Fisheries’ Impacts on Seamount Ecosystems: Historical Patterns and Management Implications

Since the mid-twentieth century, seamounts have been targets for intensive fishing operations (Koslow et al., 2000) and harvesting of precious corals (such as Corallium rubrum; Simpson and Watling, 2011; Baco et al., 2023). Many species fished at seamounts have traits that render them slow to recover from overfishing, such as long lifespans, low fecundity, and limited dispersal (Koslow, 1997). These species often exist in low numbers but congregate at seamounts during specific life stages, like reproduction (Clark, 1996). The pattern of serially locating and depleting these aggregations raises significant concerns about the long-term viability of seamount fisheries (Koslow et al., 2000). There have been efforts to document the effects of seamount protection on fish abundance. Specifically, the Condor seamount observatory (Azores archipelago) was established to study seamount ecosystem dynamics and has been a crucial site for monitoring the effects of fishing cessation and conservation efforts (Giacomello et al., 2013). After nine years of fishing cessation, some species, like Pagellus bogaraveo, showed significant increases in abundance and biomass, indicating the effectiveness of protection measures (Giacomello et al., 2020). Fisheries-dependent data, including fishing locations, catch data, species composition, and abundance, offer insights into seamount attractiveness to target species and their predators and competitors (Morato et al., 2008b). Seabird bycatch rates near seamounts can indicate which areas are most frequented (Montrond, 2020). These analyses can reveal seasonal patterns and oceanographic drivers of productivity at seamounts, improving our understanding of complex food web dynamics around seamounts and why they serve as important foraging grounds. However, fisheries management regulations may complicate interpretation of patterns. For example, changes in catch limits can alter stock status and prey availability (Clark, 1996), while spatial closures can shift local fish abundance and distribution (Giacomello et al., 2020), potentially changing predator aggregation at seamounts through mechanisms unrelated to hydrodynamic and trophic processes that naturally concentrate prey.

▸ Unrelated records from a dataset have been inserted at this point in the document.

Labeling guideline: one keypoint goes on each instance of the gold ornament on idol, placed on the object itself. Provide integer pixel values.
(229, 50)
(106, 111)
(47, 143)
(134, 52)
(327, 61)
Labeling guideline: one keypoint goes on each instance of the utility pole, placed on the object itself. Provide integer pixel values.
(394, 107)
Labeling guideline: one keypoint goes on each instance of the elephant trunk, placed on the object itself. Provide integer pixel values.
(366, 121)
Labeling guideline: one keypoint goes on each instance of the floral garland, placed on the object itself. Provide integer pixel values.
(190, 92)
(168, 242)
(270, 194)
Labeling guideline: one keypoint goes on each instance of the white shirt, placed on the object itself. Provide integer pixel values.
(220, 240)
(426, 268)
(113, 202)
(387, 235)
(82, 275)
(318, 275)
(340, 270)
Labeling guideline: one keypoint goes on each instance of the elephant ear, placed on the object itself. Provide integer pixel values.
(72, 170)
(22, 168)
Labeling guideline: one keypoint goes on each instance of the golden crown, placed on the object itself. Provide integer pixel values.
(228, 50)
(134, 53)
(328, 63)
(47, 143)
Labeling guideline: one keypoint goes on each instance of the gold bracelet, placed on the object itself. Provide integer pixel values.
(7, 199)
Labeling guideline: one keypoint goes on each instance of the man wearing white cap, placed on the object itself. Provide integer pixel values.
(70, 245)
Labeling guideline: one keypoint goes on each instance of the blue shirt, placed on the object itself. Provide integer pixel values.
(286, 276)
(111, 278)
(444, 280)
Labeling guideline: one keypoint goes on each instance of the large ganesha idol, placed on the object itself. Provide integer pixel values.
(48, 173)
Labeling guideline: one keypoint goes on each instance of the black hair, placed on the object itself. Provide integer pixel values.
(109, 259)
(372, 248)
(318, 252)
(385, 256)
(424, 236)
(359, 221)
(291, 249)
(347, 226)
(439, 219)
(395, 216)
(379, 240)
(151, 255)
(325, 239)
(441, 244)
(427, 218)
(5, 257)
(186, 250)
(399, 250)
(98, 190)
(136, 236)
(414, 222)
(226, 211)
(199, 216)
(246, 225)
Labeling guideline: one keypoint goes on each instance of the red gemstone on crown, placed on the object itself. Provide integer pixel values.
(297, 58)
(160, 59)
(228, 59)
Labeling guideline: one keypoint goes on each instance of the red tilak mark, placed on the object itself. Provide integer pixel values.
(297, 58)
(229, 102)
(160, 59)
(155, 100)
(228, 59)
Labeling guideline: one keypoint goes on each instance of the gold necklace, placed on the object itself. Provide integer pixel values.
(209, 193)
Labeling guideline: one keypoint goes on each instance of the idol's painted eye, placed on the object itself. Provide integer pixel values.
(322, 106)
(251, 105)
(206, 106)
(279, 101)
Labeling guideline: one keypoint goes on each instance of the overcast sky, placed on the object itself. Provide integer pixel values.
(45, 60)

Marine Megafauna Distribution Patterns Around Seamounts: Observational Studies and Tracking Research

Seamounts often act as hotspots for marine megafauna (Clark et al., 2010; Weber et al., 2025). Recent quantitative assessments demonstrate biomass enhancements across trophic levels at shallow seamount summits compared to pelagic baselines (Weber et al., 2025). Fishery observer program sighting data have been used to assess marine megafauna presence and abundance near Azorean seamounts. Several marine species were observed at increased rates near shallow seamount summits, suggesting that summit depth influences productivity and species aggregation (Morato et al., 2008b). Cetaceans, along with loggerhead sea turtles (Caretta caretta), have been observed in close proximity to seamount peaks, suggesting that these underwater features are important for multiple marine species (Fiori et al., 2016). Additionally, higher seabird density and biomass have been documented around seamounts compared to adjacent areas (Haney et al., 1995).

Advancements in tracking technology have revolutionized our ability to study links between animal movement and conservation needs (Nathan et al., 2022). Tracking seabird movements permits investigation of fine-scale habitat use around seamounts (Medrano et al., 2023). These technologies have revealed that many seabird species reliably appear in specific areas and time periods at the macroscale (Frederiksen et al., 2016), often congregating in habitats or migratory corridors associated with oceanographic features that enhance productivity (Morten et al., 2025). Global Positioning System (GPS) tracking technology allows researchers to distinguish foraging using ground speed and movement directionality and to analyze detailed environmental factors that make seamounts attractive for marine megafauna. Recent work reveals that distance from seamounts predicts foraging behavior and habitat use in multiple procellariiform species (petrels, shearwaters, albatrosses, and diving petrels; Neves et al., 2023; Ventura et al., 2024).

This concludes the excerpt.